On Ice Lake, Intel said they have revisited the issue and have made improvements to minimize the impact of frequency on AVX-512 workloads. AVX-512 instructions have been remapped in a better way to reflect the instructions and instruction stream’s overall power consumption. Intel says that when compared to prior generations (i.e., Skylake and Cascade Lake), customers can expect light AVX-512 operations as well as heavy 256b AVX operations to operate at frequencies very close to the normal (SSE-level) frequencies. In other words, there should be little to no downclocking for anything but heavy AVX-512 operations. Consequently, heavy AVX-512 operations should exhibit significantly less downclocking than prior generations.
New Control Fabric
One of the other major areas of improvement on Ice Lake is the control fabric which has undergone significant overhauling. Intel says it has implemented a new microarchitecture to handle communication in a consistent way across all the connected IP subsystems on the chip for both telemetry and control. To that end, two new fabrics have been introduced – Power Management Sideband Fabric and a General Purpose Sideband Fabric.

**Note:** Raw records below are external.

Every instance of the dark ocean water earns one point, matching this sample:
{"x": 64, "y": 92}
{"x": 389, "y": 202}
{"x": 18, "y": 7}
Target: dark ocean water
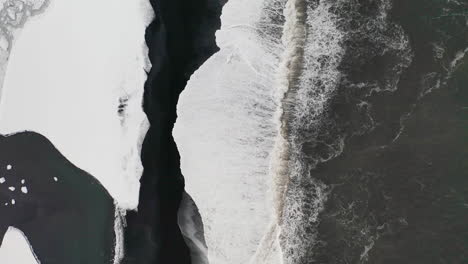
{"x": 397, "y": 193}
{"x": 66, "y": 214}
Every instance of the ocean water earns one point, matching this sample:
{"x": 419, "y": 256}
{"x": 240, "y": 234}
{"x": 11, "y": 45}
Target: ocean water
{"x": 312, "y": 136}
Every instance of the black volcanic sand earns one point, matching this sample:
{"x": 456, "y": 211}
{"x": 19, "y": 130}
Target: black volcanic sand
{"x": 180, "y": 39}
{"x": 70, "y": 220}
{"x": 403, "y": 199}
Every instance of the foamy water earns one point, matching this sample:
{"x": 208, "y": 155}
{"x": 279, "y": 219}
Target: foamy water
{"x": 255, "y": 121}
{"x": 79, "y": 82}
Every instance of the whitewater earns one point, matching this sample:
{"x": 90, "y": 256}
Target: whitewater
{"x": 240, "y": 126}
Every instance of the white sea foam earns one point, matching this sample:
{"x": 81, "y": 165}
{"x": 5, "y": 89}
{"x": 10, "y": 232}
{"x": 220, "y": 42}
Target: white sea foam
{"x": 76, "y": 75}
{"x": 15, "y": 249}
{"x": 225, "y": 132}
{"x": 239, "y": 128}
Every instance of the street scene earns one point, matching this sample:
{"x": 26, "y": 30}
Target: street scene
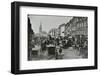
{"x": 53, "y": 37}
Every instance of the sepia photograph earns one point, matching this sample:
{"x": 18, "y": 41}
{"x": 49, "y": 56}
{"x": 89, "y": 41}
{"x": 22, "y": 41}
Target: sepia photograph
{"x": 52, "y": 37}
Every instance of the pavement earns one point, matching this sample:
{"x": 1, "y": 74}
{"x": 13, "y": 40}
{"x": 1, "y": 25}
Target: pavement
{"x": 69, "y": 53}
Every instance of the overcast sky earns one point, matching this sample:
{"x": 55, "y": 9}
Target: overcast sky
{"x": 48, "y": 22}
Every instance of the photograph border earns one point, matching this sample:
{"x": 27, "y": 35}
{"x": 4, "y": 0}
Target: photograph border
{"x": 15, "y": 37}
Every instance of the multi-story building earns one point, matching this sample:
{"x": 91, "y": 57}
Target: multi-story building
{"x": 77, "y": 26}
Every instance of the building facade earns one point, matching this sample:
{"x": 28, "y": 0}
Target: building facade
{"x": 77, "y": 26}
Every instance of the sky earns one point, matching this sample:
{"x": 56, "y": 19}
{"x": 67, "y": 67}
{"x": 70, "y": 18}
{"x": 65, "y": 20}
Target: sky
{"x": 48, "y": 21}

The Power Management Sideband Fabric is a new fabric completely dedicated to power management. Shown in green on the slide below, the Power Unit (PUnit) now communicates with all the individual IPs through Power Management Agents (PMAs) which implements hardware FSMs for control and telemetry. The use of the PMA is designed such that the specific behavior of the IP can be abstracted from the rest of the system and is exposed through the PMA standard interface. Intel says the new fabric simplifies the SoC complexity, allows for better scalability, and improving responsiveness and SoC management.
Ice Lake utilizes the Whitley platform. Up to eight DDR4-3200 (DPC) memory channels are supported on this platform along with 64 PCIe Gen4 lanes. Previously, Intel supported a maximum of six memory channels on both Skylake and Cascade Lake which proved to be quite a disadvantage when it comes to bandwidth-intensive workloads. Here, both Arm and AMD had the upper hand with their eight memory channels support. With six DDR4-2666 channels, Skylake can theoretically peak at 128 GB/s. Ice Lake bumps this to 204.8 GB/s, a 1.6x improvement.
Intel kept the number of UPI links the same as Skylake, however, they have increased the data rate. In Skylake, those links operated at a rate of 10.4 GT/s or 9.6 GT/s depending on SKU. In Ice Lake, Intel increased the peak data rate to 11.2 GT/s. In practice, this yields a modest improvement from 62.4 GB/s to 67.2 GB/s of peak bandwidth between two sockets in a 2-node platform. This is still significantly below the multi-socket bandwidth of their competition.